If this gets ported to FreeBSD I say hurrah and many thanks to HardenedBSD!
register and log in then maybe you'll be listened to - what are you scared of?
"The hands that help are better far than lips that pray." - Robert Ingersoll (1833-1899)
It took you more time to explain why you don't want an account that it'd have taken for you to make one. As for logging in every time, how about, I dunno, keeping your account logged in?
Conservatism: (n.) love of the existing evils. Liberalism: (n.) desire to substitute new evils for the existing ones.
Even if that's true there are a lot of exploits out there that can't deliver more than a few bytes of machine code.
You can't exploit stuff with less than say 100 bytes of code if you don't even have the offsets for functions that you need to call. You can with less than 30 bytes if You do(eg, socket, fork, some io).
It's not just a tick in the box.
Moderating "-1, Disagree" is simple censorship. Have the guts to post your opinion. -- Spazmania (174582)
I'd like to see it make it to PC-BSD. 11 maybe?
If you can read the address space you can defeat ASLR
Ohh, you mean segfault when you read unallocated memory? Even if you could, are you planning to read all 8,589,934,592GiB of the address space? with O(n) scaling, assuming a crazy low 1 clock cycle per address, it would take you about 35 years to scan the entire 2^63 user virtual address space at 4ghz.
I am not saying ASLR is perfect, I'm just saying it's not nearly as simple as you make it out to be.
PC-BSD is just a thin wrapper of scripts, wizards, and some decent tools over FreeBSD. You can upgrade and downgrade to/from PC-BSD/FreeBSD.
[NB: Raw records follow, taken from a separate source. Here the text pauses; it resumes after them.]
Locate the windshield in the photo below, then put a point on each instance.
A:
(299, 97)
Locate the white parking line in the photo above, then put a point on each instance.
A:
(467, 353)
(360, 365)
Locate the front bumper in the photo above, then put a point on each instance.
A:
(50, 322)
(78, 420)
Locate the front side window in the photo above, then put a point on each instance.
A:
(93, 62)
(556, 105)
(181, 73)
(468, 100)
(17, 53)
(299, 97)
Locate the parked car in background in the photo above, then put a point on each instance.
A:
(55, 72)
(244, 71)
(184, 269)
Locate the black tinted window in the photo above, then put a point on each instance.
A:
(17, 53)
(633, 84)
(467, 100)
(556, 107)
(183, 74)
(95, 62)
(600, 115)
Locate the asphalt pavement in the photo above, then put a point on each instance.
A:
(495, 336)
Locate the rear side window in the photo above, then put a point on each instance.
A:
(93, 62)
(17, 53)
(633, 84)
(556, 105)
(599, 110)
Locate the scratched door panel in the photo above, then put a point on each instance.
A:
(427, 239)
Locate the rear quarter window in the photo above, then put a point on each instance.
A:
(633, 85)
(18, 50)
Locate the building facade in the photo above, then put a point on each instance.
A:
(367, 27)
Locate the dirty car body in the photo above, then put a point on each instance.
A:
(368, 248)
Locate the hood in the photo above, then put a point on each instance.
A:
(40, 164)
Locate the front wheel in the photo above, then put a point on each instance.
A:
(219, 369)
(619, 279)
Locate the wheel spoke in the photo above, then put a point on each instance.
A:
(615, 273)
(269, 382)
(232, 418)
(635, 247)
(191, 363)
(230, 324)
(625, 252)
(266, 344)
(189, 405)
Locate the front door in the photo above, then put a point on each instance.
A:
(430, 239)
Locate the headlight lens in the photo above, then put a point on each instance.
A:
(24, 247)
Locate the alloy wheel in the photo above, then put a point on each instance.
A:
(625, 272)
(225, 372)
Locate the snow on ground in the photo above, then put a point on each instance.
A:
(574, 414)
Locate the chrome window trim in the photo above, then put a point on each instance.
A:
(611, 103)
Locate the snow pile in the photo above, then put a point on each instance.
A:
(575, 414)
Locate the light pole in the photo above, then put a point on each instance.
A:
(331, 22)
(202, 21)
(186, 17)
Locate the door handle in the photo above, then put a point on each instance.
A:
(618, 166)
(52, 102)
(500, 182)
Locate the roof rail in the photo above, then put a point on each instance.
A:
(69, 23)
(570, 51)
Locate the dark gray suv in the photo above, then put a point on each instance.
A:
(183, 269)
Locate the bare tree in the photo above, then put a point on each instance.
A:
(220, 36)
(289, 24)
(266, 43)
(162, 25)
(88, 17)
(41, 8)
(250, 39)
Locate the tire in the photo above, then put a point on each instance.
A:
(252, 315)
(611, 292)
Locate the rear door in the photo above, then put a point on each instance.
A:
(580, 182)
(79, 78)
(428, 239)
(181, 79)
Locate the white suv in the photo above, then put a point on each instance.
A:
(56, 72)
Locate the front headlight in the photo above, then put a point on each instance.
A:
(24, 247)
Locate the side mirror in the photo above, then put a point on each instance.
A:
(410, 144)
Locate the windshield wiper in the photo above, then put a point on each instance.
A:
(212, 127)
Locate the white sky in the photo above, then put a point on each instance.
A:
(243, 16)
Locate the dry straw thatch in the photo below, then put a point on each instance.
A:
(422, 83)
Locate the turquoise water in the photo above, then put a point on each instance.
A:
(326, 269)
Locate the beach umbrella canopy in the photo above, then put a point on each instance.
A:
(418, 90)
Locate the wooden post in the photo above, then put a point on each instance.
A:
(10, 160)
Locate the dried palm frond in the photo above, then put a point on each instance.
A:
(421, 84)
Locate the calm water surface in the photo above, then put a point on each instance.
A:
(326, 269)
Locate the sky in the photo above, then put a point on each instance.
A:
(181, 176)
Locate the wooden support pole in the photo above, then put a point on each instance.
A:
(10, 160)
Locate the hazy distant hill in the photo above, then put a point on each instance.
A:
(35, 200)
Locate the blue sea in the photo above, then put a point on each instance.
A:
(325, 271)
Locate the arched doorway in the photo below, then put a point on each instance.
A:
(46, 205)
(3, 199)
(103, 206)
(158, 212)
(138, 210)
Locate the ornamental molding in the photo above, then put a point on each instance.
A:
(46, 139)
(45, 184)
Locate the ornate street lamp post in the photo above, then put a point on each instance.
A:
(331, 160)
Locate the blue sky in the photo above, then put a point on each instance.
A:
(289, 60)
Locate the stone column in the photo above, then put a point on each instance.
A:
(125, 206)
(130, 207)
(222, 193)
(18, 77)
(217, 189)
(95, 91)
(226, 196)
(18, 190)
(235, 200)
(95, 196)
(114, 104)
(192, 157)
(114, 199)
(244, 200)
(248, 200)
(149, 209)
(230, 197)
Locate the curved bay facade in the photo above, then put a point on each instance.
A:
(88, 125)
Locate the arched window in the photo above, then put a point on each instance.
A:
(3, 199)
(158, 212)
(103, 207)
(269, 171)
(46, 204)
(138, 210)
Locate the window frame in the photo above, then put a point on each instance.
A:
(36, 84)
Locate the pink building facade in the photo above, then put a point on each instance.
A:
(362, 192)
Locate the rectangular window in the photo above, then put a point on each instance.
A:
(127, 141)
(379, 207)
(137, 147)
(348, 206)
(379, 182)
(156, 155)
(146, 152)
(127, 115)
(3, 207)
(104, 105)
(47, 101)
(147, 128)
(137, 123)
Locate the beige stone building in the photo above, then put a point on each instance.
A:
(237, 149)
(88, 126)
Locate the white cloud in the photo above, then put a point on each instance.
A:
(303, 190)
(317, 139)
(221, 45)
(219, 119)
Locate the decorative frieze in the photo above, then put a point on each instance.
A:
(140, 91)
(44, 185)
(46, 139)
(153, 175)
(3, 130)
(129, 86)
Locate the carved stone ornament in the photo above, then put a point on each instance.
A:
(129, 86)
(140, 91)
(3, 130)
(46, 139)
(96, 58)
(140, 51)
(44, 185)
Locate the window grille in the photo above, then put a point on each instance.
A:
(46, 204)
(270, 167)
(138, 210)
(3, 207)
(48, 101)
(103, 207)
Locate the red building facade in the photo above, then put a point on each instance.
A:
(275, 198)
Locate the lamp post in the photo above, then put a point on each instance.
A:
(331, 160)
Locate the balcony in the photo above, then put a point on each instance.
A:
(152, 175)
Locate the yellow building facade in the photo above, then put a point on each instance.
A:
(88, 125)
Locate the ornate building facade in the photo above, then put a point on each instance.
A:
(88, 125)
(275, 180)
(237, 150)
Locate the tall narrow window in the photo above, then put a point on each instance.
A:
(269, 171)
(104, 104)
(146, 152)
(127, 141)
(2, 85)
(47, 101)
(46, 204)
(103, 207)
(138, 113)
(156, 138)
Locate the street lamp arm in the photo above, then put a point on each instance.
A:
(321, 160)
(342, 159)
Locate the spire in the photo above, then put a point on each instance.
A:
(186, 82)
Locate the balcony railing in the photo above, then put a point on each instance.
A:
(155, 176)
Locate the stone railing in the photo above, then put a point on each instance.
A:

PC-BSD occasionally picks some patches to apply on top of a stock FreeBSD, but they try to keep it fairly small. I suspect that they're unlikely to pick up these for several reasons. First, there are still some random segfaults in applications caused by these patches that are not yet diagnosed. Second, the HardenedBSD team doesn't have a great track record for security, for example merging some insecure random number generator patches that were under review for FreeBSD and rejected over security issues and shipping them in production. Third, since the Blind ROP work from Stanford, ASLR is largely discredited as a security feature - it's a nice checkbox feature, but it doesn't really buy you much against a determined attacker. Fourth, the last iteration of the patches still had some very odd decisions about the interfaces for turning ASLR on and off (they also had a number of lock-order reversals, which are hopefully fixed in the latest version).
I am TheRaven on Soylent News
Read this paper if you want to know how easy it is.
I am TheRaven on Soylent News
From the documentation in the handbooks, I'm left w/ the impression that PC-BSD is what you get the moment you want X11 on top of FreeBSD. Or is there more to it than that?
mine stays logged in, no need to keep logging in. i think you don't want your opinions tracked. if you registered, logged in and posted (umlimited posts) we'd know if you are a troll or not.
"The hands that help are better far than lips that pray." - Robert Ingersoll (1833-1899)
BROP doesn't work against a proper ASLR implementation
Define 'proper'. Re-randomisation after every fork()? Good luck with that. PLTs at random offsets? Sure, if you're willing to pay the overhead of not being able to share any position-independent code between processes.